De acuerdo con la mirada del jurado -integrado por Valentina González, José Niemetz y Fabricio Capelli-, la obra “es un trabajo sofisticado, que no sólo dialoga con la mejor literatura latinoamericana sino también con el cine, la música popular y la historia argentina reciente. La escritura es madura, acabada desde los aspectos formales y la complejidad de la trama, que rescata a uno de los personajes más entrañables de Bolaño, muestra las contradicciones del mundo literario y político en un thriller periodístico que nunca olvida al lector”, según quedó plasmado en el acta del jurado en el acta.

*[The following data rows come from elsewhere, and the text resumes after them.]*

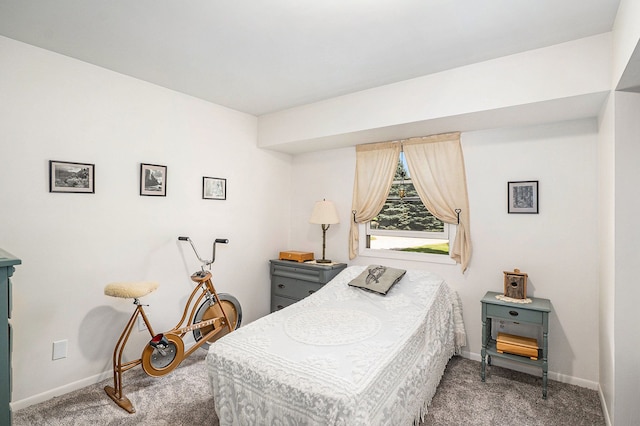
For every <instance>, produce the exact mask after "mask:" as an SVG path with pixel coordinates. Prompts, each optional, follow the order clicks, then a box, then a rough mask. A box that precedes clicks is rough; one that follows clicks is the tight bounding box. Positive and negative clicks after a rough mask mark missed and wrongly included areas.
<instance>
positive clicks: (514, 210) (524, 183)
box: [507, 180, 538, 214]
mask: <svg viewBox="0 0 640 426" xmlns="http://www.w3.org/2000/svg"><path fill="white" fill-rule="evenodd" d="M507 206H508V209H507V211H508V212H509V213H534V214H537V213H538V181H537V180H528V181H519V182H508V183H507Z"/></svg>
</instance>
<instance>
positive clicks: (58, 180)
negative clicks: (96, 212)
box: [49, 160, 95, 194]
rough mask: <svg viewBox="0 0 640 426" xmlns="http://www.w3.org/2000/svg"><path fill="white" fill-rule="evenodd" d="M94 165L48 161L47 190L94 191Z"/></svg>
mask: <svg viewBox="0 0 640 426" xmlns="http://www.w3.org/2000/svg"><path fill="white" fill-rule="evenodd" d="M94 175H95V165H94V164H86V163H71V162H68V161H53V160H50V161H49V192H77V193H85V194H94V193H95V181H94Z"/></svg>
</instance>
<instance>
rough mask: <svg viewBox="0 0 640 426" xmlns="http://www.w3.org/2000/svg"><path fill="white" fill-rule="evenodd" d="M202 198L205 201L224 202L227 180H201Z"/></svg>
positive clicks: (213, 179)
mask: <svg viewBox="0 0 640 426" xmlns="http://www.w3.org/2000/svg"><path fill="white" fill-rule="evenodd" d="M202 198H204V199H205V200H226V199H227V180H226V179H223V178H212V177H206V176H205V177H203V178H202Z"/></svg>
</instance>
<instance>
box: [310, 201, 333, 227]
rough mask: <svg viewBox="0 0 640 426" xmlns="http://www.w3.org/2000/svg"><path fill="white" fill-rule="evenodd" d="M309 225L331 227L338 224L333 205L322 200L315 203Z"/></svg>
mask: <svg viewBox="0 0 640 426" xmlns="http://www.w3.org/2000/svg"><path fill="white" fill-rule="evenodd" d="M309 223H315V224H318V225H331V224H334V223H340V218H339V217H338V211H337V210H336V206H335V204H333V202H332V201H327V200H322V201H316V205H315V206H313V212H312V213H311V219H309Z"/></svg>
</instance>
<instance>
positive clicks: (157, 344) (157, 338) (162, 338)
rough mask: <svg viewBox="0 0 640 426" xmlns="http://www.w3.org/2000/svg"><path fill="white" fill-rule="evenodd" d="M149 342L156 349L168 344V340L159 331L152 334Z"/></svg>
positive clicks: (160, 347) (164, 347)
mask: <svg viewBox="0 0 640 426" xmlns="http://www.w3.org/2000/svg"><path fill="white" fill-rule="evenodd" d="M149 344H150V345H151V346H153V347H154V348H156V349H164V348H166V347H167V346H168V345H169V341H168V340H167V338H166V337H164V334H162V333H160V334H156V335H155V336H153V339H151V340H150V341H149Z"/></svg>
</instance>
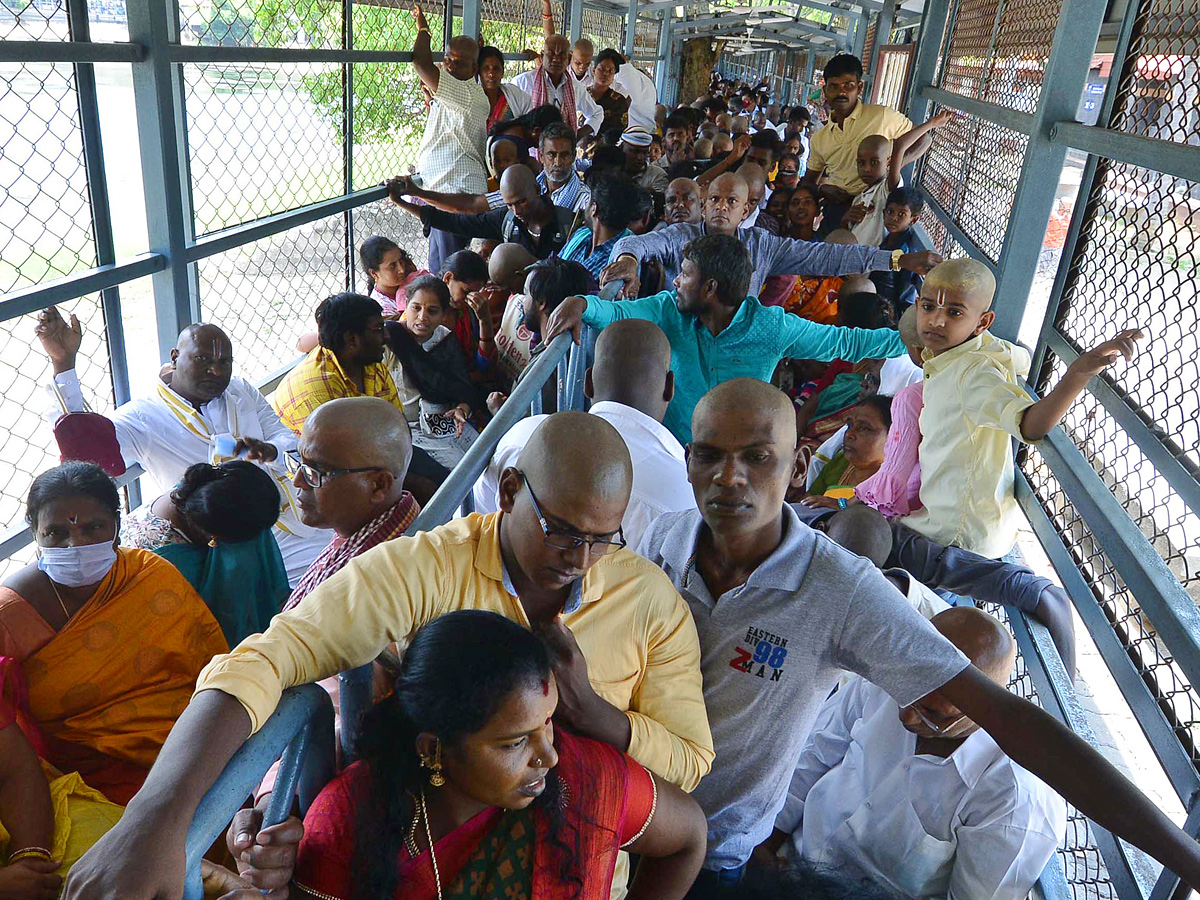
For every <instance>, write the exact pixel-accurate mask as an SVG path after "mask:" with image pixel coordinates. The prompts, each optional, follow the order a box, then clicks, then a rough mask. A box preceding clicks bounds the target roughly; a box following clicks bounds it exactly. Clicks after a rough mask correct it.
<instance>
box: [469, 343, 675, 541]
mask: <svg viewBox="0 0 1200 900" xmlns="http://www.w3.org/2000/svg"><path fill="white" fill-rule="evenodd" d="M584 380H586V384H584V391H586V394H587V396H588V397H590V398H592V401H593V402H592V408H590V410H589V416H590V418H593V419H600V420H601V421H604V422H607V424H608V425H611V426H612V427H613V428H616V430H617V432H618V433H619V434H620V437H622V439H623V440H624V444H625V446H626V448H628V451H629V457H630V461H631V464H632V470H634V481H632V488H631V492H630V498H629V504H628V506H626V508H625V514H624V516H623V517H622V520H620V527H622V530H623V532H624V536H625V540H626V541H628V542H629V545H630V546H632V547H636V546H637V542H638V541H640V540H641V538H642V534H643V533H644V532H646V529H647V528H648V527H649V524H650V522H653V521H654V520H655V518H658V517H659V516H660V515H662V514H664V512H670V511H673V510H680V509H691V508H692V506H694V505H695V500H694V499H692V493H691V486H690V485H689V484H688V472H686V468H685V466H684V454H683V446H682V445H680V444H679V442H678V440H676V438H674V437H673V436H672V434H671V432H670V431H667V430H666V428H665V427H664V426H662V424H661V422H662V416H664V415H666V412H667V407H668V406H670V403H671V398H672V397H673V396H674V376H673V373H672V372H671V344H670V343H668V342H667V337H666V335H665V334H662V330H661V329H660V328H659V326H658V325H655V324H654V323H652V322H646V320H643V319H626V320H624V322H617V323H613V324H612V325H610V326H608V328H606V329H605V330H604V331H601V332H600V336H599V338H598V340H596V348H595V364H594V365H593V366H592V368H589V370H588V372H587V376H586V379H584ZM548 420H550V416H540V415H535V416H530V418H528V419H524V420H522V421H520V422H517V424H516V425H515V426H514V427H512V428H511V430H510V431H509V433H508V434H505V436H504V437H503V438H500V442H499V443H498V444H497V446H496V450H494V451H493V454H492V461H491V462H490V463H488V464H487V468H485V469H484V472H482V474H481V475H480V476H479V480H478V481H476V482H475V488H474V497H475V510H476V511H478V512H493V511H496V510H497V509H499V499H500V498H499V485H500V479H502V473H505V472H510V470H514V469H518V468H521V467H522V463H520V462H518V461H517V456H518V455H521V454H522V451H523V450H526V449H528V446H527V444H528V442H529V440H530V436H532V434H533V433H535V430H536V428H539V427H540V426H541V424H542V422H548ZM565 421H572V419H568V420H565ZM558 469H559V472H562V467H560V466H559V467H558ZM527 474H528V473H527ZM558 480H559V481H560V480H563V479H562V475H559V478H558ZM533 490H534V491H535V492H536V496H538V498H539V502H541V490H540V488H539V487H538V485H536V484H535V485H534V488H533Z"/></svg>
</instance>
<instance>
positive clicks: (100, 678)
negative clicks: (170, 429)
mask: <svg viewBox="0 0 1200 900" xmlns="http://www.w3.org/2000/svg"><path fill="white" fill-rule="evenodd" d="M119 516H120V497H119V494H118V492H116V487H115V486H114V485H113V481H112V479H109V478H108V475H106V474H104V472H103V470H102V469H101V468H98V467H97V466H94V464H91V463H83V462H67V463H64V464H62V466H59V467H56V468H53V469H49V470H47V472H43V473H42V474H41V475H38V476H37V478H36V479H35V480H34V486H32V487H31V488H30V492H29V504H28V511H26V518H28V521H29V523H30V526H31V527H32V529H34V536H35V539H36V541H37V545H38V560H37V562H36V563H32V564H30V565H26V566H25V568H24V569H20V570H18V571H17V572H14V574H13V575H11V576H10V577H8V578H6V580H5V582H4V584H2V586H0V656H10V658H12V659H13V660H16V661H17V662H19V664H20V667H22V670H23V671H24V674H25V678H26V680H28V685H29V694H28V702H29V708H28V712H29V716H30V719H31V721H32V722H34V724H36V726H37V728H38V732H40V733H41V737H42V740H43V742H44V752H43V754H41V755H42V757H43V758H44V760H46V761H47V762H49V763H50V764H52V766H53V767H54V768H55V769H58V770H59V772H60V773H72V772H77V773H79V774H80V775H82V776H83V779H84V781H85V782H86V784H88V785H89V786H91V787H94V788H96V790H98V791H101V792H103V794H104V796H106V797H108V798H109V799H110V800H113V802H114V803H120V804H124V803H127V802H128V799H130V798H131V797H132V796H133V794H134V793H136V792H137V790H138V788H139V787H140V786H142V782H143V780H145V775H146V773H148V772H149V770H150V766H151V764H152V763H154V761H155V758H156V757H157V755H158V750H160V749H161V748H162V744H163V742H164V740H166V739H167V733H168V732H169V731H170V727H172V726H173V725H174V722H175V719H176V718H179V714H180V713H181V712H182V709H184V707H185V706H187V701H188V698H190V697H191V694H192V690H193V688H194V685H196V677H197V676H198V674H199V672H200V670H202V668H203V667H204V666H205V665H208V662H209V660H210V659H212V656H214V655H217V654H221V653H226V652H227V650H228V644H227V643H226V641H224V637H223V636H222V634H221V626H220V625H218V624H217V620H216V619H215V618H214V617H212V613H211V612H209V608H208V607H206V606H205V605H204V601H203V600H202V599H200V596H199V595H198V594H197V593H196V590H194V589H193V588H192V586H191V584H188V583H187V581H186V580H185V578H184V576H182V575H181V574H180V572H179V570H178V569H175V568H174V566H173V565H172V564H170V563H168V562H167V560H164V559H163V558H162V557H158V556H156V554H155V553H151V552H149V551H144V550H130V548H127V547H118V546H116V544H115V541H116V535H118V526H119Z"/></svg>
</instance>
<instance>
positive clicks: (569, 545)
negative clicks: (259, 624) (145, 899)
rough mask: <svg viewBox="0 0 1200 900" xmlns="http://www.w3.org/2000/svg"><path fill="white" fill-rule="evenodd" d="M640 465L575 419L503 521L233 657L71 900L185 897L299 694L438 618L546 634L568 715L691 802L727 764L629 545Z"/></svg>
mask: <svg viewBox="0 0 1200 900" xmlns="http://www.w3.org/2000/svg"><path fill="white" fill-rule="evenodd" d="M631 484H632V464H631V462H630V457H629V451H628V450H626V449H625V443H624V440H623V439H622V437H620V434H619V433H618V432H617V430H616V428H613V427H612V426H611V425H610V424H608V422H606V421H604V420H602V419H599V418H596V416H594V415H588V414H586V413H557V414H554V415H552V416H550V419H547V420H546V421H545V422H542V424H541V425H540V426H539V427H538V430H536V431H535V432H534V433H533V436H532V438H530V440H529V443H528V444H527V445H526V448H524V450H523V451H522V452H521V456H520V457H518V460H517V466H516V467H515V468H510V469H505V470H504V473H503V474H502V476H500V504H499V505H500V512H497V514H494V515H491V516H469V517H468V518H464V520H458V521H455V522H450V523H449V524H445V526H443V527H440V528H434V529H433V530H432V532H426V533H422V534H418V535H415V536H412V538H398V539H396V540H394V541H388V542H385V544H382V545H379V546H378V547H374V548H372V550H370V551H367V552H366V553H364V554H361V556H360V557H358V558H355V559H354V560H352V562H350V563H348V564H347V565H346V568H343V569H342V570H341V571H338V572H337V574H336V575H334V576H331V577H330V578H329V580H328V581H325V582H323V583H322V584H319V586H318V587H317V588H314V589H313V590H312V592H311V593H310V594H308V595H307V596H306V598H305V599H304V600H302V601H301V602H300V605H299V606H296V607H295V608H294V610H289V611H288V612H283V613H280V614H278V616H276V617H275V619H274V620H272V623H271V626H270V628H269V629H268V630H266V632H265V634H263V635H256V636H253V637H251V638H247V640H246V641H244V642H242V643H241V644H240V646H239V647H238V648H236V649H235V650H234V652H233V653H230V654H228V655H226V656H218V658H217V659H216V660H214V661H212V664H210V665H209V667H208V668H205V671H204V672H203V673H202V674H200V678H199V680H198V683H197V694H196V695H194V696H193V698H192V702H191V703H190V704H188V707H187V709H186V710H185V712H184V714H182V716H181V718H180V719H179V721H178V722H176V724H175V728H174V730H173V731H172V733H170V737H169V738H168V739H167V743H166V745H164V746H163V749H162V751H161V752H160V755H158V761H157V763H156V764H155V768H154V769H152V770H151V773H150V775H149V776H148V779H146V781H145V785H144V786H143V788H142V791H139V792H138V794H137V796H136V797H134V798H133V799H132V800H131V803H130V805H128V808H127V809H126V814H125V816H124V817H122V820H121V822H120V823H119V824H118V826H116V828H114V829H113V830H112V832H109V834H108V836H106V838H104V839H103V840H101V842H100V844H97V845H96V846H95V847H94V848H92V851H91V852H90V853H89V854H88V856H86V857H84V859H83V860H80V862H79V863H77V864H76V868H74V869H73V870H72V874H71V881H70V882H68V886H67V889H66V896H68V898H71V900H97V899H100V898H104V899H107V898H118V896H119V898H150V896H179V895H180V894H181V892H182V878H184V866H182V864H181V860H182V847H184V842H185V838H186V834H187V828H188V826H190V823H191V821H192V817H193V815H194V812H196V808H197V805H198V804H199V800H200V798H202V797H203V796H204V793H205V792H206V791H208V788H209V787H211V785H212V782H214V781H215V780H216V778H217V775H220V773H221V770H222V769H223V768H224V766H226V763H227V762H228V761H229V758H230V757H232V756H233V754H234V751H236V750H238V748H239V746H241V744H242V742H245V739H246V738H247V737H248V736H250V734H251V733H252V732H253V731H256V730H258V728H259V727H260V726H262V724H263V722H264V721H265V719H266V718H268V716H269V715H270V714H271V712H272V710H274V709H275V706H276V703H277V702H278V697H280V692H281V691H282V690H283V689H286V688H289V686H292V685H295V684H304V683H306V682H313V680H317V679H320V678H325V677H328V676H330V674H332V673H334V672H338V671H341V670H346V668H352V667H354V666H360V665H362V664H365V662H368V661H371V660H372V659H374V658H376V655H378V653H379V652H380V650H382V649H383V648H384V647H385V646H386V644H388V643H389V642H392V641H395V642H397V643H398V644H400V646H401V648H403V647H406V646H407V643H408V641H409V638H410V637H412V636H413V635H414V634H415V632H416V630H418V629H419V628H420V626H421V625H422V624H425V623H427V622H430V620H431V619H433V618H436V617H438V616H440V614H443V613H446V612H450V611H454V610H463V608H475V610H490V611H492V612H498V613H500V614H503V616H506V617H509V618H511V619H514V620H515V622H518V623H521V624H522V625H527V626H530V628H533V629H535V630H539V631H540V632H541V634H542V635H544V636H545V637H546V638H547V642H548V644H550V647H551V650H552V654H553V656H554V672H556V677H557V682H558V690H559V707H558V713H557V715H558V716H559V718H560V719H562V720H563V722H564V724H565V725H568V726H570V727H571V728H572V730H575V731H576V732H578V733H582V734H586V736H588V737H592V738H595V739H599V740H604V742H606V743H610V744H612V745H614V746H617V748H618V749H620V750H625V751H628V752H629V754H630V756H632V757H634V758H635V760H637V761H638V762H641V763H642V764H643V766H646V767H647V768H649V769H652V770H653V772H655V773H656V774H658V775H660V776H662V778H665V779H667V780H670V781H673V782H674V784H677V785H679V786H680V787H684V788H685V790H691V788H692V787H695V786H696V784H697V782H698V781H700V779H701V776H702V775H704V774H706V773H707V772H708V770H709V767H710V766H712V762H713V755H714V754H713V739H712V733H710V732H709V728H708V719H707V715H706V712H704V700H703V685H702V682H701V673H700V642H698V638H697V636H696V625H695V623H694V620H692V617H691V613H690V612H689V610H688V606H686V605H685V604H684V601H683V599H682V598H680V596H679V594H678V593H677V592H676V589H674V588H673V587H672V584H671V581H670V580H668V578H667V576H666V575H665V574H664V572H662V571H661V570H660V569H659V568H658V566H655V565H653V564H652V563H650V562H648V560H647V559H643V558H642V557H640V556H637V554H636V553H634V552H632V551H630V550H628V548H625V547H623V542H624V541H623V535H622V532H620V522H622V517H623V516H624V512H625V505H626V503H628V500H629V493H630V488H631Z"/></svg>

Ignacio Blanco / Los Andes

La diferencia entre quienes escriben (en diarios o revistas) y los escritores a veces es blanco de polémica. Quienes se denominan escritores no ven en las firmas de los diarios necesariamente a un colega. Oscar dice que “desde que nacemos todos escribimos, y todos creen que pueden hacerlo bien, de hecho a veces lo hacen. Pero el escritor profesional tiene cierto talento y cierto conocimiento y cierta gimnasia que genera la diferencia. Igual toda la gente que escribe se cree que es Borges, pero Borges hubo uno solo y se murió”, asegura con una sonrisa. 

 

A la hora de marcar la diferencia, el ganador del Vendimia de Novela no duda: “Uno, como lector, se da cuenta de la técnica que usa un autor, el ritmo de la narración, el estilo, salen a la luz cuando se está frente a un escritor amateur o no”.

- El hecho de trabajar en periodismo gráfico, ¿ayuda a la hora de escribir ficción?

- En el tiempo que me llevó escribir la novela, unos siete años, siempre traté de despegarme del trabajo periodístico diario, lo que es todo un tema. A veces lo hacía con éxito y a veces no. Cuando me tomaba vacaciones del trabajo durante un mes, me levantaba a las seis de la mañana y trabajaba a full con la novela. Eso me daba impulso para estar por varios meses como una especie de Mr. Hyde y Dr. Jeyll. El periodismo al principio te ayuda con la literatura, pero después no. El trabajo periodístico son notas, distintas notas, pero una nota al fin. En el fondo siempre es lo mismo. 

 

Entre líneas

1. Oscar Guillén (Mendoza, 1964) estudió Letras en la Universidad Nacional de Cuyo. Vivió en Buenos Aires y en España donde vendió matafuegos y alfombras.  
 
2. Actualmente trabaja como periodista en diario Los Andes.  
 
3. Publicó “Las formas de la telenovela”, libro de cuentos que recibió mención del Fondo Nacional de las Artes en 2000.